Но доктор не обратил внимания, продолжал, передразнивая усталую, раздраженную интонацию Ильи:
– Кому нужна моя работа? Что я могу? – Он скорчил жалобную гримасу, потом нахмурился: – Это только кажется, что от одного человека ничего не зависит. Очень удобная иллюзия и очень лукавая. Вот если бы в Посевалке в восемнадцатом году вместо моей блестящей психотерапии Гитлер получил хорошую дозу сульфонала, неизвестно, как бы все повернулось.
– Ой, ладно, не преувеличивайте! Вы же не думаете, что такая мелочь способна изменить ход истории?
– Насчет истории не знаю, а моя жизнь точно сложилась бы иначе.
– Что, собственно, вы тогда сделали? – Илья пожал плечами. – Просто помогли больному, выполнили свою профессиональную обязанность.
– Назначить ему сульфонал, написать в медицинской карте: параноидная деменция! Вот была моя профессиональная обязанность! Любая комиссия подтвердила бы, потому что это реальный его диагноз. Но я тешил свое тщеславие, хотел блеснуть перед коллегами и больными. У меня, видите ли, дар, талант, усмиряю словом и взглядом самых буйных и безнадежных! – Доктор хрустнул сплетенными пальцами. – Чем расплачиваться пришлось, тебе известно.

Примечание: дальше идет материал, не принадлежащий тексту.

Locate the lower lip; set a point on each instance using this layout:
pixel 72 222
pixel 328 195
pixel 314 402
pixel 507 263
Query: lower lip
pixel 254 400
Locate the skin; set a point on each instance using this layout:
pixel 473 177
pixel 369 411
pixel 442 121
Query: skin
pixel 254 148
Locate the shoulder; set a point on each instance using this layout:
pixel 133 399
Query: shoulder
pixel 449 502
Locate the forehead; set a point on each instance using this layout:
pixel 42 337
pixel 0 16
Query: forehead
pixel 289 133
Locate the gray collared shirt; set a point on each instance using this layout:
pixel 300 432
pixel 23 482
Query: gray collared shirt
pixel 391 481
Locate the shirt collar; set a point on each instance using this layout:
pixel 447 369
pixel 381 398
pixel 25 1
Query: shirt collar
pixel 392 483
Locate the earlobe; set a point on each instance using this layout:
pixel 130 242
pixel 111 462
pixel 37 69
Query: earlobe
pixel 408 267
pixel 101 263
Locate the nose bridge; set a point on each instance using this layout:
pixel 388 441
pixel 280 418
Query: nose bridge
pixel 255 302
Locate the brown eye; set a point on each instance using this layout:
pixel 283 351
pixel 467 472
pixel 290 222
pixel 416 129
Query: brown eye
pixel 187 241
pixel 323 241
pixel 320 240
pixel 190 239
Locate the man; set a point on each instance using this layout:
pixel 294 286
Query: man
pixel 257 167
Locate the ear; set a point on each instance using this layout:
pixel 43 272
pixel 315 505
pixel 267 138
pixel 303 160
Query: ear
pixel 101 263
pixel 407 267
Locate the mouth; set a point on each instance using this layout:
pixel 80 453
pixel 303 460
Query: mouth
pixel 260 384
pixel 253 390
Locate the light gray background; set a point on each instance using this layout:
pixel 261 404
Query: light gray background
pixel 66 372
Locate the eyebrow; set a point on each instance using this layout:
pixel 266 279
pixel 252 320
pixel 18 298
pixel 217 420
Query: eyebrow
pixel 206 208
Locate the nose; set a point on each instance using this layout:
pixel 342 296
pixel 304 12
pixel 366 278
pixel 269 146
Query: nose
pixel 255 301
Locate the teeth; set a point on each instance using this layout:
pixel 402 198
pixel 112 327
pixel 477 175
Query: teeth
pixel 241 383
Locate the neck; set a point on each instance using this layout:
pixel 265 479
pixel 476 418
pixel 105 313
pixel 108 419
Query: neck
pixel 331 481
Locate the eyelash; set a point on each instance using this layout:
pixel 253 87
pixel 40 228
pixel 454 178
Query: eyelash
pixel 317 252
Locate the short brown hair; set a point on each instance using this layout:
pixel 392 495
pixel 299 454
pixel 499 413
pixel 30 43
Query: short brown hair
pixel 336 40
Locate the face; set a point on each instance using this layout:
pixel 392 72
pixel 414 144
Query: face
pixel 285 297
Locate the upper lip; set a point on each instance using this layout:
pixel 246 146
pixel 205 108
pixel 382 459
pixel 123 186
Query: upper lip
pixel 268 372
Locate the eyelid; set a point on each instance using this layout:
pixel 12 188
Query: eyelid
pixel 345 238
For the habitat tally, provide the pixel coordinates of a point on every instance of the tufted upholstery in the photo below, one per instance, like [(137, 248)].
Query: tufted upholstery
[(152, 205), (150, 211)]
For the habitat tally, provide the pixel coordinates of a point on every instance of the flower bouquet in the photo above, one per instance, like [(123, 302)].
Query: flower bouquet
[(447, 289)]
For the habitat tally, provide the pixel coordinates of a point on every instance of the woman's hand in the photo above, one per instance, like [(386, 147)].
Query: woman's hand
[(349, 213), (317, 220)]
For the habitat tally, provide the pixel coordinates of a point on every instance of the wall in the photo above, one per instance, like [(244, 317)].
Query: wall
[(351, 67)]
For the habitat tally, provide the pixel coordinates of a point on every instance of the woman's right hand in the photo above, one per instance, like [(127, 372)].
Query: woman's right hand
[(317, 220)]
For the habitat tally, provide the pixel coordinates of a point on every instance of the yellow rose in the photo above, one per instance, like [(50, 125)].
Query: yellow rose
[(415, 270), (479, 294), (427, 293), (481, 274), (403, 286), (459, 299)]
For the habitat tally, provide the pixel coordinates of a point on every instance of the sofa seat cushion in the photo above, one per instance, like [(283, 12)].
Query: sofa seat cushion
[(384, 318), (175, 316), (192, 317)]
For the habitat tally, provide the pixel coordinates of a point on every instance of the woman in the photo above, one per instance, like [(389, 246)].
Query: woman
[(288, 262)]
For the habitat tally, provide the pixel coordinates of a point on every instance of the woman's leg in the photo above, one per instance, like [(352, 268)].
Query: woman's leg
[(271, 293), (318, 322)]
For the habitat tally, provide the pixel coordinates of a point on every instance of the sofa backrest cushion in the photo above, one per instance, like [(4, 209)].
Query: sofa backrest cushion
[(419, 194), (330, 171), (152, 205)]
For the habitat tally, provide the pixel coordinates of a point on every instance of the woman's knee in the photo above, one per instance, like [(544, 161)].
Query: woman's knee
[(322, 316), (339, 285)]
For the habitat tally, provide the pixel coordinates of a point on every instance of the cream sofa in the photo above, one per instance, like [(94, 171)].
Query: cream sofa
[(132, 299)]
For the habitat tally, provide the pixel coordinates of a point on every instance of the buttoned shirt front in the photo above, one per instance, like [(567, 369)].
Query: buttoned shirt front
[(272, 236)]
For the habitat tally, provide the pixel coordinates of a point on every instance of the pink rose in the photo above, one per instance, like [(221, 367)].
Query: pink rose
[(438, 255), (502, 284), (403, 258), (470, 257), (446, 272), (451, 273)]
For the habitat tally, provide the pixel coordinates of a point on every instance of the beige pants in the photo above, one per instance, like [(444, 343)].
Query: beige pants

– Считаете, гибель вашей семьи – расплата? – Илья покачал головой. – Вы же не знали…
– Не знал! А ты знаешь! Перед тобой открытый выбор, между прочим, самый главный выбор в твоей жизни. Ничего главней и важней просто быть не может. Струсишь – никогда себе не простишь. В сентябре родится твой ребенок, а к лету сорок первого будет у Гитлера бомба. Ты мог помешать этому, но струсил.
– Не только от меня зависит, – пробормотал Илья.
– Ну, понятно, Проскуров такой же трус. Хороший человек, честный, добрый, но трус. – Доктор махнул рукой, взял папиросу, отошел к открытому окну, повернулся к Илье спиной и закурил.
Илья аккуратно сложил письмо, сунул в карман, посидел еще немного, глядя на мутный групповой снимок в журнале, потом поднялся, на ватных ногах пошел к двери, глухо бросил:
– Спокойной ночи, Карл Рихардович. Позвоню.